Un pilote dans les airs
Entre-temps David Richards s'est pris d'une nouvelle passion : l'hélicoptère. Ari Vatanen plaide coupable : « C'était au Rallye des 1 000 Lacs 1983, j'ai emmené David faire un tour dans un Robinson R22 biplace et il a adoré. » Pour le Britannique ce fut même un vrai coup de foudre : « En rentrant, j'ai acheté un hélico dont on se servait pour les assistances en rallye et c'est devenu un véritable art de vivre, je m'en sers pour mes déplacements plusieurs fois par semaine. » Aujourd'hui, à 72 ans, il pilote lui-même son Agusta 109, un superbe engin tout confort au tarif tout aussi confortable (6,3 millions de $). L'auteur de ces lignes a pu assister, en marge des essais de l'Aston Martin Vanquish en 2012, à l'atterrissage de David Richards juste pour le dîner avant de redécoller et de rentrer chez lui le soir même.

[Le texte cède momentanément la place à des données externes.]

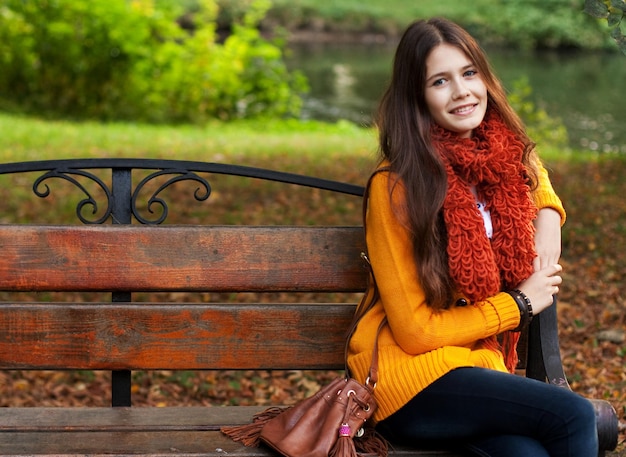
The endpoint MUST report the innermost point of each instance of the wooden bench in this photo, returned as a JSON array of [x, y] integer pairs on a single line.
[[120, 334]]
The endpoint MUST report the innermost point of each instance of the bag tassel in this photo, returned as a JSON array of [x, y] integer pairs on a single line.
[[248, 434], [344, 447]]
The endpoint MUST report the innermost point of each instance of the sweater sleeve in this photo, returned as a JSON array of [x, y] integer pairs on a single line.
[[544, 195], [417, 327]]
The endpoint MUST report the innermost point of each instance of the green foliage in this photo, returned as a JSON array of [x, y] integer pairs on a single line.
[[539, 24], [546, 131], [613, 11], [120, 59]]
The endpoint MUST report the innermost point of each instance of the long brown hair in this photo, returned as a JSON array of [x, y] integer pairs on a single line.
[[404, 125]]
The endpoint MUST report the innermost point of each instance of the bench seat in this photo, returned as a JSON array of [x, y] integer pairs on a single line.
[[182, 431], [164, 308]]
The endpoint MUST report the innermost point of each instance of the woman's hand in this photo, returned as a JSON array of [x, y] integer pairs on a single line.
[[547, 238], [541, 286]]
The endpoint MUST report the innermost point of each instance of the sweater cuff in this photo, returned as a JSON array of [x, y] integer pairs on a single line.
[[501, 313], [549, 200]]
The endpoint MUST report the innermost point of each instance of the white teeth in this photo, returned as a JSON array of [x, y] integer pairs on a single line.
[[464, 109]]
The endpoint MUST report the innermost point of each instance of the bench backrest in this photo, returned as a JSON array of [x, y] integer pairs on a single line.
[[177, 259], [292, 320]]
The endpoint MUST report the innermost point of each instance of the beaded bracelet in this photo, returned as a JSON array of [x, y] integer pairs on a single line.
[[525, 308]]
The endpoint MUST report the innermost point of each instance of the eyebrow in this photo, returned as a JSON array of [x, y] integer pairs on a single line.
[[444, 73]]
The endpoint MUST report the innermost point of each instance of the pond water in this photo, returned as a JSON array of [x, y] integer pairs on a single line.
[[586, 90]]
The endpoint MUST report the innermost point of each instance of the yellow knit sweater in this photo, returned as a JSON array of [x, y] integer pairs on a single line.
[[419, 345]]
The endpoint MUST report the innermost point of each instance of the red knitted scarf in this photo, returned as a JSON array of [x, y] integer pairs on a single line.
[[491, 162]]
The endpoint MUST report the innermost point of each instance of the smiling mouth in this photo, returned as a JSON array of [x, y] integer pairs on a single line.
[[465, 109]]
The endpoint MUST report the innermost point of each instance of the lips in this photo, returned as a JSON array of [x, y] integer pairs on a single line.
[[465, 109]]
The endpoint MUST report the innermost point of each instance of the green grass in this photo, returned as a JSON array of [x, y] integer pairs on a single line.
[[27, 138], [246, 142]]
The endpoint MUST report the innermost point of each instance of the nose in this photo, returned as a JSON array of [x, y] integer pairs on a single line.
[[460, 91]]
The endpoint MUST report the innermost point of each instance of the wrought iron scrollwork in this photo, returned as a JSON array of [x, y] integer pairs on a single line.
[[200, 194], [42, 190]]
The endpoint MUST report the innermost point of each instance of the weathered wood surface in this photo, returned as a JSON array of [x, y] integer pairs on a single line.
[[182, 336], [177, 431], [181, 258]]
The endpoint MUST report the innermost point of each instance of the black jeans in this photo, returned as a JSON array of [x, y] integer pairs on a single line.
[[482, 412]]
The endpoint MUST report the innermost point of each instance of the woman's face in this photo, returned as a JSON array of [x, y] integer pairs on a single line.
[[455, 92]]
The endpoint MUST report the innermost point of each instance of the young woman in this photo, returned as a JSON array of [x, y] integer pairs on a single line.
[[463, 235]]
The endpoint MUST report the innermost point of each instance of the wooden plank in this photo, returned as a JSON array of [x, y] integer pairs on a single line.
[[134, 431], [181, 258], [146, 336]]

Nous avons préféré évoquer ce souvenir personnel, plutôt que l'accident de vol (certes sans gravité) dont il fut victime en septembre 2007, alors qu'il allait justement réconforter la famille de Colin McRae qui venait lui-même de perdre la vie avec son fils de cinq ans dans l'accident de son propre hélico. La tristesse fut immense, d'autant que McRae, considéré comme le fils spirituel de David Richards depuis son titre de champion du monde des rallyes 1995 sur la Subaru, restera à jamais le premier des trois titres de Prodrive en WRC, avant ceux de Richard Burns en 2001 puis Peter Solberg en 2003.
Un ange passe. À la question « Comment avez-vous découvert le potentiel de Subaru ? », David Richards se ressaisit : « C'est la marque qui est venue nous voir en 1989, pour promouvoir la nouvelle berline Impreza, la base était bonne avec ses quatre roues motrices mais nous avons dû beaucoup travailler pour la rendre compétitive. » Résultat, la marque japonaise en a tiré une renommée mondiale, et le nom de Colin McRae reste gravé dans les mémoires grâce au jeu vidéo du même nom sur PlayStation. Mais revenons à David Richards et sa société Prodrive qui en parallèle du palmarès flatteur en WRC possède un savoir-faire recherché sur circuit. « En 2001, un de nos clients rallymen Frédéric Dor a souhaité qu'on lui prépare une Ferrari 550 Maranello pour courir en GT, il a tout financé lui-même et en 2003 il a remporté les 24 Heures du Mans dans sa catégorie. »
On demande alors si c'est aussi un client qui s'est offert les Aston Martin DBR9 victorieuses au Mans en 2007 et 2008. « Pas du tout, nous avons financé ce programme de course avec la vente de nos parts dans l' écurie de F1 BAR à Honda », rétorque David Richards. Bon sang mais c'est bien sûr, Prodrive a aussi fait de la Formule 1 ! Après une première incursion peu concluante en 1997 en tant que remplaçant de Flavio Briatore chez Benetton, David Richards est reparti à la charge entre 2002 et 2004 aux commandes de BAR (British American Racing) sous les couleurs Lucky Strike. Avec ses pilotes Jenson Button et Mika Salo, l'écurie de David Richards termine vice-championne derrière les imbattables Ferrari, avant qu'il ne la revende à Honda.
C'est ainsi que Prodrive a pu payer le programme d'endurance de la DBR9, offrant au passage à David Richards la légitimité pour racheter la marque Aston Martin à Ford avec l'aide d'un consortium financier koweïtien contre la somme de 479 millions de £ (702 millions d'euros). Si l'Allemand Ulrich Bez est resté PDG, David Richards a pris le poste de président du directoire de la marque préférée de James Bond, preuve du destin extraordinaire de ce fils de fermier, qui vient au bureau en DB6 Volante lorsqu'il ne pilote pas sa DB12.
Depuis la vente de la marque à Lawrence Stroll en 2020, Prodrive poursuit ses activités d'ingénierie entre autres avec la petite voiture de livraison électrique Evolv répondant à un appel d'offres du gouvernement anglais, tout en développant un bolide destiné au Rallye-Raid pour Dacia : le Sandrider piloté par Sébastien Loeb, qui devrait enfin lui permettre de faire des étincelles au Dakar.
Au Rallye des 1000 Lacs 1983, j'ai emmené David faire un tour dans un Robinson R22 biplace et il a adoré.